Re: [boost] [string] proposal

27 Jan 2011

      On Thu, Jan 27, 2011 at 8:45 PM, Matus Chochlik <chochlik@gmail.com> wrote:
...
On Thu, Jan 27, 2011 at 12:09 PM, Dean Michael Berris
<mikhailberis@gmail.com> wrote:
...
But why do you need to separate text encoding from encoding in
general? Here's the logic:
In general? Nothing. I do not have (nor did I have in the past)
anything against a general efficient encoding-agnostic string
if it is called general_string. But std::string IMO is and always
has been primarily about handling text. I certainly do not know
anyone who would store a MPEG inside std::string.
std::string has not been about handling text -- it's about
encapsulating the notion of a sequence of characters with a suitable
definition of `character`.

You have string algorithms that apply mostly to strings -- pattern
matching, slicing/concatenation, character location, tokenization,
etc. The notion of "text" is actually a higher concept which imbues a
string with things like encoding, language, locality, etc. which all
live at a different level.

As for people storing <encoded> data inside a string, note that most
text-based protocols transfer things now in Base64 or Base32 or some
variant of that encoding -- precisely so that they can be dealt with
as character sequences. If you were catching an XMPP stream-fed Base64
encoded H.264 video stream why not put it in a string? I wouldn't put
it in std::string if I had any *sane* choice because it's just broken
IMO but like most people who intend to do things with data in memory
gotten from a character stream, you put it in a string.
...
...
You have a sequence of bytes (in a string).
You want to interpret that sequence of bytes in a given encoding (with a view).
Why does the encoding have to apply only to text?
Encoding does not have to apply only to text, but my,
let's call it a vision, is, that the "everyday" handling
of text would use a single encoding. There are people
who have invested a whole lotta of love :) and time into
making it possible and they are generally called
Unicode consortium. C++(1x) already adopts part of
their work via the u"" and U"" literal types, because
it has countless advantages. Why not take a one more
step in that direction and use it for the 'string' type by
default.
So the literals are already encoded and guess what, they're still a
sequence of bytes. The only "sane" way to deal with it is to provide
an appropriate *view* of the encoded data in the appropriate level of
abstraction. A string I argue is *not* that level of abstraction.
...
...
So what's the difference between a string for encoding human readable
text and a string that handles raw data?
Usability. It is usually more difficult to use the super-generic everything-
solving things. I again for probably the 10-th time repeat that I'm not against
such string in general but this is not std::string.
Usability of what, the type? Any type is as usable as any other the
way I see it -- they're all just types. So aside from
aesthetic/cosmetic differences, what's the point?
...
...
So what's wrong with:
view<some_encoding_0> x = get_x();
view<some_encoding_1> y = get_y();
view<some_encoding_3> z = x+y;
float w = log(as<acme_float_encoding>(z));
Unnecessary verbosity.
What verbosity?

We deal with that through typedefs and descriptive names. Heck C++0x
has auto so I don't know what 'verbosity' you're referring to.

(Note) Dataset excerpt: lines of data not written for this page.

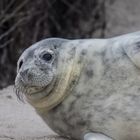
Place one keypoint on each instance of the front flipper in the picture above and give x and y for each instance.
(132, 49)
(96, 136)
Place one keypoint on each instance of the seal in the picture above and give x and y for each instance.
(84, 89)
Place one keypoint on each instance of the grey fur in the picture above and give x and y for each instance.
(106, 97)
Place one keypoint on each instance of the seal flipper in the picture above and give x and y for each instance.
(132, 49)
(96, 136)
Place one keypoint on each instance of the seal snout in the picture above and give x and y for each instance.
(24, 75)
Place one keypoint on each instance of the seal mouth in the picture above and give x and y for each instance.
(32, 92)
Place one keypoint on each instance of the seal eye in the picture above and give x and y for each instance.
(47, 56)
(20, 64)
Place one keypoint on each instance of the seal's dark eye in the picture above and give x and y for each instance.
(20, 64)
(47, 56)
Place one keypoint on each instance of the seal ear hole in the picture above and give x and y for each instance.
(20, 63)
(47, 56)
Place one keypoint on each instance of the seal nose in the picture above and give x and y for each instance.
(24, 75)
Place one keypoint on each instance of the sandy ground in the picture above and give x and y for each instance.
(19, 121)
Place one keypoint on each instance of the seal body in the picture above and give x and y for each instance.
(105, 97)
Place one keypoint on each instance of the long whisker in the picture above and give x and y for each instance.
(19, 94)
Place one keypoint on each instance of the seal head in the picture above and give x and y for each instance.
(43, 69)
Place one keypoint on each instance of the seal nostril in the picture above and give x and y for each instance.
(24, 74)
(20, 64)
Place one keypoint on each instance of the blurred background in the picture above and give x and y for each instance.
(24, 22)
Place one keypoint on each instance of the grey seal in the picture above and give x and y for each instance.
(86, 88)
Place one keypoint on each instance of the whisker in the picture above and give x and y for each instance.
(19, 94)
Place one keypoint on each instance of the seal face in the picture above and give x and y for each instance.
(36, 70)
(79, 86)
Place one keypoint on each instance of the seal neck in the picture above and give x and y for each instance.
(70, 73)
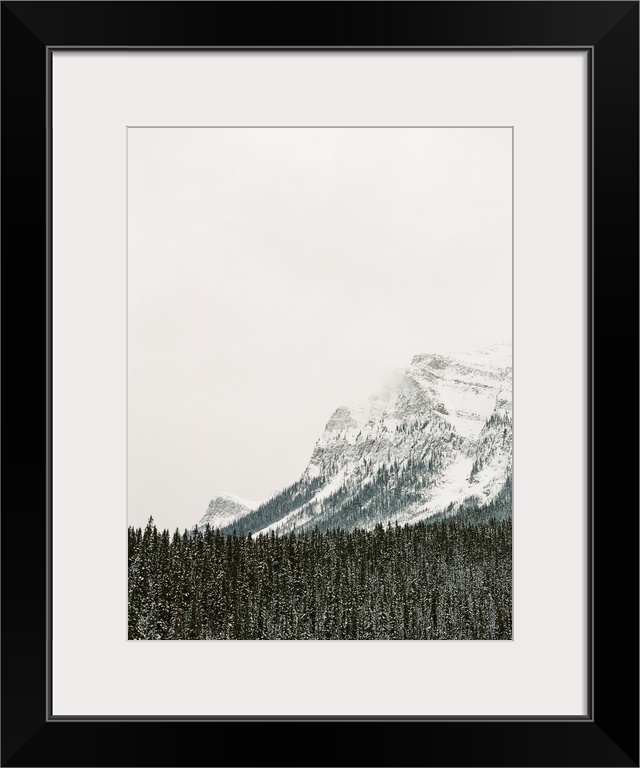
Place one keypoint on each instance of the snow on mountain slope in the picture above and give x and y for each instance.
(440, 434)
(226, 509)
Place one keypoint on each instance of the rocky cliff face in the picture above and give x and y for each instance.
(437, 437)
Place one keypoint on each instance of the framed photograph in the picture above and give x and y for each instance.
(319, 443)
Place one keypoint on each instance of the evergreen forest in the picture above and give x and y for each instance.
(448, 579)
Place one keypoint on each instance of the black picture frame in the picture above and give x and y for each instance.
(608, 736)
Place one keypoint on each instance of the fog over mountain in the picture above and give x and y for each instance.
(434, 441)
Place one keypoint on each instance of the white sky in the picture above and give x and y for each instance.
(277, 273)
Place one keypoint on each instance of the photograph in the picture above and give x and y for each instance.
(319, 383)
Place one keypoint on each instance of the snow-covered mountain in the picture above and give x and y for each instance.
(437, 438)
(225, 509)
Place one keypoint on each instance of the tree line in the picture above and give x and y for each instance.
(448, 580)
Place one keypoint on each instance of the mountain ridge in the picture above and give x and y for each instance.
(437, 438)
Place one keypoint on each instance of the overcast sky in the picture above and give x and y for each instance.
(277, 273)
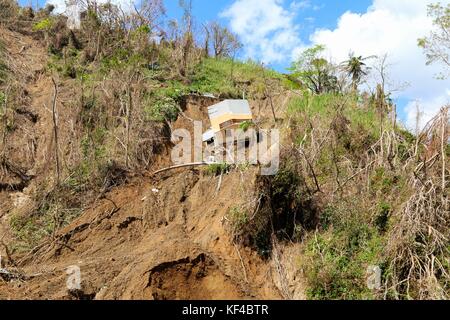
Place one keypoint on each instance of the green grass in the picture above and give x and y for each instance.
(328, 105)
(219, 77)
(336, 261)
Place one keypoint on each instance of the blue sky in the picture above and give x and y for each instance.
(276, 31)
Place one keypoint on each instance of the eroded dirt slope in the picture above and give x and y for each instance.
(156, 237)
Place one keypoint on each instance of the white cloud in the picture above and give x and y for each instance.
(392, 27)
(268, 31)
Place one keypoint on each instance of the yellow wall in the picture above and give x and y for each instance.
(215, 123)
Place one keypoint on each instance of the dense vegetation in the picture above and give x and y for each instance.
(355, 188)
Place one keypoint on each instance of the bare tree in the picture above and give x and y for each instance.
(224, 42)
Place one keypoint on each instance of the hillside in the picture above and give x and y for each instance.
(87, 118)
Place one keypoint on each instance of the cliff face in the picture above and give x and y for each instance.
(152, 237)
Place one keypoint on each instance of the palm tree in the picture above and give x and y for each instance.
(356, 69)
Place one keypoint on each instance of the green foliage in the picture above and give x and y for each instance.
(337, 260)
(56, 210)
(437, 45)
(382, 218)
(219, 76)
(315, 72)
(43, 25)
(163, 109)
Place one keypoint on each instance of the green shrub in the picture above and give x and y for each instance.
(338, 260)
(165, 109)
(43, 25)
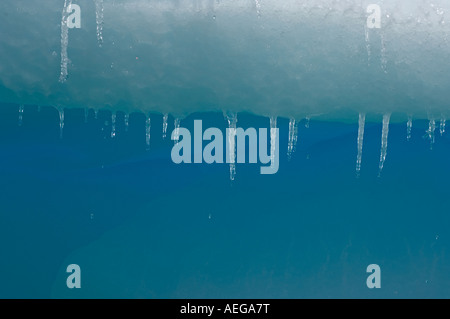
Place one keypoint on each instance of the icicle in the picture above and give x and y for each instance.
(147, 132)
(232, 120)
(307, 122)
(21, 114)
(409, 128)
(442, 126)
(64, 42)
(176, 131)
(113, 124)
(126, 119)
(61, 121)
(165, 118)
(384, 140)
(293, 133)
(361, 124)
(431, 132)
(99, 21)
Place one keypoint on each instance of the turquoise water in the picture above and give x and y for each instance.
(141, 226)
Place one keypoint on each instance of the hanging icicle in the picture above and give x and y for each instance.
(384, 141)
(293, 135)
(360, 140)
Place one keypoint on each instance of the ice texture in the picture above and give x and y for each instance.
(292, 59)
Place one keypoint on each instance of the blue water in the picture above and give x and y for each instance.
(141, 226)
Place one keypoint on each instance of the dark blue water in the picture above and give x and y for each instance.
(140, 226)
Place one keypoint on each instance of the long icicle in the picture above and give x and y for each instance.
(409, 128)
(273, 138)
(176, 131)
(293, 136)
(442, 126)
(384, 140)
(431, 132)
(64, 42)
(360, 141)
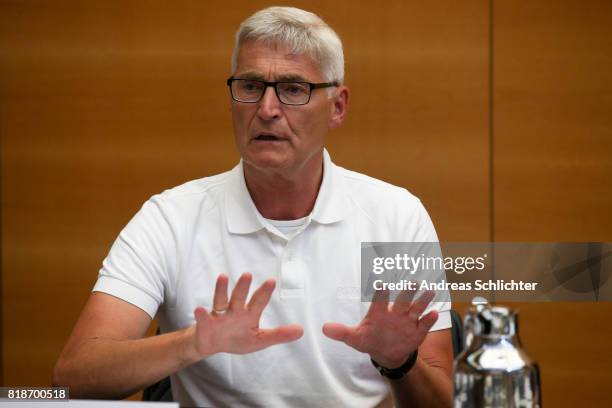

And if you really wanted to know the encoding of the data from the
type, how else would you do it?
...
Do you really want all the people that now do:
struct person
{
   std::string name;
   std::string middle_name;
   std::string family_name;
   // .. etc.
};
to do this ?
struct person
{
   boost::view<some_encoding_tag> name;
   boost::view<some_encoding_tag> middle_name;
   boost::view<some_encoding_tag> family_name;
   // .. etc.
};
Well:

typedef boost::strings::view<boost::strings::utf8_encoding> utf8_string;

struct person {
  utf8_string name, middle_name, family_name;
};

Where's the verbosity in that?
...
...
?
See, there's absolutely 0 reason why you *have* to deal with a raw
sequence of bytes if what you really want is to deal with a view of
these bytes from the outset.
Again I ask, am I missing something here?
Please see the example above.
I did and I saw an even more succinct way of doing it. So again, I
don't see what I'm missing here.
...
[snip/]
...
Right, what I meant to say is that it hardly has any bearing when
we're talking about engineering solutions. So your circumstances and
mine may very well be different, but that doesn't change that we're
trying to solve the same problem. :)
If along solving your problem (all the completely valid points
that you had about the performance) we also solve my and
other's problem (completely valid points about the encoding)
and we think about the acceptability and "adoptability",
I don't know what "acceptability" and "adoptability" mean in this context.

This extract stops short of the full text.